Despite years of consistent, consecutive growth periods, it appears that credit card use in Australia is continuing to decline. The Reserve Bank’s figures for October reflect a 1% decrease in national credit card debt during the month of August, bringing the national credit account to $49.2-billion, its lowest point since the beginning of the year. Over the last 12 months the number of new credit card accounts has grown by only 1% while the average balance has also seen a slight decrease of 1%. Debit cards have usurped the once glorified plastic position from credit cards, revealing a growth rate of 5.7% as people have started relying on their own money, rather than credit.

February 2012 saw national credit card debt top $50-billion, but the figure has been in decline since June 2012 and appears to be on a continuing downward spiral. The shift has been interpreted as another sign of conservative consumer behaviour and consumers are opting to use the rate cuts to secure their future financial stability by increasing their savings coffers and repaying credit card debt.

Even though the Reserve Bank has been hard at work cutting interest rates to stimulate some activity in the market, consumers certainly aren’t taking the bait and economists have taken due note that the RBA’s efforts have not made any major difference to consumer spending or borrowing behaviour. Rather than stimulating buying behaviour, the cuts to the cash rate have been seen to fuel conservatism and make financial stability easier for locals to attain, especially in light of recent reforms that have seen Aussies forking out more for a number of services.

The shift is impressive, considering the close relationship Aussies have had with their plastic over the years and the growth in online shopping. Even during the current backdrop, online offers at Bankwest indicate that there must still be some demand on the market. Besides, the last five years have recorded a credit card growth rate of 20%, even during the global financial crisis, which continued to accelerate until June this year.

The shift certainly is something to talk about but it shouldn’t give analysts cause for concern. The global financial crisis was an indicator of how unsustainable financial practice had become all over the world, and a vast number of people had to learn this the hard way. It appears as though the Aussie buying public has learnt that lesson and is not interested in repeating it, and paying for purchases by cash or debit card.

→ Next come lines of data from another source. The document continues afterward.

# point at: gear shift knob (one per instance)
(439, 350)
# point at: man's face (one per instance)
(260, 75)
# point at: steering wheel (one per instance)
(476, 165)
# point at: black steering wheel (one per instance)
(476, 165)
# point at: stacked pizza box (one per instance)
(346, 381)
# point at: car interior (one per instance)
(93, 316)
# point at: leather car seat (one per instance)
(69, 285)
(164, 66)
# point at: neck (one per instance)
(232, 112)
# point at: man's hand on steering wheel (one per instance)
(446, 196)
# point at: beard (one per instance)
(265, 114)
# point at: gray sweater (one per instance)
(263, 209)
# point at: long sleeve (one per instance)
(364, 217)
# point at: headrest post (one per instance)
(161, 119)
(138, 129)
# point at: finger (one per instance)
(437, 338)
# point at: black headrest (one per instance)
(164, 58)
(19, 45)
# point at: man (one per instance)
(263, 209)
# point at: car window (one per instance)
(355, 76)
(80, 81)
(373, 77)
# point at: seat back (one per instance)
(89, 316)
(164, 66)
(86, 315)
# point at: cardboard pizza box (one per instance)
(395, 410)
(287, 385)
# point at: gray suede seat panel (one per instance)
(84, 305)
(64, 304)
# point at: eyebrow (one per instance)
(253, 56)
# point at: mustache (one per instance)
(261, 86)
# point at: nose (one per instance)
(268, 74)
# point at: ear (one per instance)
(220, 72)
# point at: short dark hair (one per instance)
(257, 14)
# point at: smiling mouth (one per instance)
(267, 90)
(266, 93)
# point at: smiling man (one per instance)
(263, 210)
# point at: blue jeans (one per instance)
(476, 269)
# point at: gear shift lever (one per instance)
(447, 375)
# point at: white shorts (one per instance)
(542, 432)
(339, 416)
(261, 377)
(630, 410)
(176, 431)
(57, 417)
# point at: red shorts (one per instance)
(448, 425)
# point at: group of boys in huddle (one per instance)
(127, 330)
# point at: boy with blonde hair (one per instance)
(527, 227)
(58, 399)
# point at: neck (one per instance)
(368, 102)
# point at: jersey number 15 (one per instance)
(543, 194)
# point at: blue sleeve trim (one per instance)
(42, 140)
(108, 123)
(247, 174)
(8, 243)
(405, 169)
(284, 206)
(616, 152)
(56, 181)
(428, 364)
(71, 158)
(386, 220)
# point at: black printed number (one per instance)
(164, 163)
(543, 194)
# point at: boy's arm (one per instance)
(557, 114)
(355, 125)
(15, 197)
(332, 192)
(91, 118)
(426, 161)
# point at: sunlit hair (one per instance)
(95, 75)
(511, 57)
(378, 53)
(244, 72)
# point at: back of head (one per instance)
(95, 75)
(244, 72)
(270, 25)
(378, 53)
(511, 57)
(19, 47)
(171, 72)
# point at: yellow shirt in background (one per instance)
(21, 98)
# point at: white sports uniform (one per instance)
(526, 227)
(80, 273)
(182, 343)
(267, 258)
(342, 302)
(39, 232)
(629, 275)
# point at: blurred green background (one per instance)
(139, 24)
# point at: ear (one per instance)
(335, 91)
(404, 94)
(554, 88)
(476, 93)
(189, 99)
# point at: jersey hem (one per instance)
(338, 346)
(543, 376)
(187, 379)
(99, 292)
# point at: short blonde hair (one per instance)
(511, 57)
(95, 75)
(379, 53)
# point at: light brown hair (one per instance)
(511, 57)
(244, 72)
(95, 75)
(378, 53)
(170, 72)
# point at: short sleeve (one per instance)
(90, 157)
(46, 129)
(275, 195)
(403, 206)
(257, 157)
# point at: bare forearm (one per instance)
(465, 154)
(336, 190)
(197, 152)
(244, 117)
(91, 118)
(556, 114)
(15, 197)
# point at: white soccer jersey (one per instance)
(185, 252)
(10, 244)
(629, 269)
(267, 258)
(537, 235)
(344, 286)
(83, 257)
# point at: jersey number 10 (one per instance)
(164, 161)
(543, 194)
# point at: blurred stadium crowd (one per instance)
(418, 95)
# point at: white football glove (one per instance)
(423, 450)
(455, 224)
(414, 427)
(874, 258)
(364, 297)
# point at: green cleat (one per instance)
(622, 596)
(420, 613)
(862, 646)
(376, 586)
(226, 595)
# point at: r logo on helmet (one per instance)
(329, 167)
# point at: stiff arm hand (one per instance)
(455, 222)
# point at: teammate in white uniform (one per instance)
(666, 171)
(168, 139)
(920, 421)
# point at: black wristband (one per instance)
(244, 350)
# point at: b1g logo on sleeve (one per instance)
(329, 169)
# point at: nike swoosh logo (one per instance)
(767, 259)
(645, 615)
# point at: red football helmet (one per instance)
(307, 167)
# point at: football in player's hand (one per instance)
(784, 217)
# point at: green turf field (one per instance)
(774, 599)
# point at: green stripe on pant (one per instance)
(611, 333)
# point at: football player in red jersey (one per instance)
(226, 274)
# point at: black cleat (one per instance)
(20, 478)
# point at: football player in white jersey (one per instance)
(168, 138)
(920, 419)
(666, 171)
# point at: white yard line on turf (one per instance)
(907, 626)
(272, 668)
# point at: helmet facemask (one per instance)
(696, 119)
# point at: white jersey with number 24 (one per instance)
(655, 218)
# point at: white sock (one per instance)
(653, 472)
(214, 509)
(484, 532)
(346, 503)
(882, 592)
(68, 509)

Other budget considerations like the recently implemented means testing for health insurance and the carbon tax that was imposed over winter gave Aussies a lot more to think about, in terms of their financial planning. It appears as though sustainable living truly has taken effect in the markets and locals are becoming more serious about what they spend their money on, as well as making sure the actually have it before committing to a purchase.

The 1% account balance decline in August saw the average credit card account drop to $3262, following a 2% decrease during July 2012. So far 2012 has seen credit card balances grow by only 0.5%, which is its lowest margin in the last three years. Debit card cash withdrawals, however, have seen an increase of 42.7%.

Debit cards have become so popular that there are now 35.3-million in circulation, more than twice the number of credit card accounts, at 15-million. Another trend in consumer behaviour has been a growing demand for credit card accounts that offer an interest-free period, consumers wise up to market competition and use July’s credit card reforms to their advantage. Because of this, a growing number of people are settling their credit card balances on time every month and are enjoying the benefits of using “free” credit.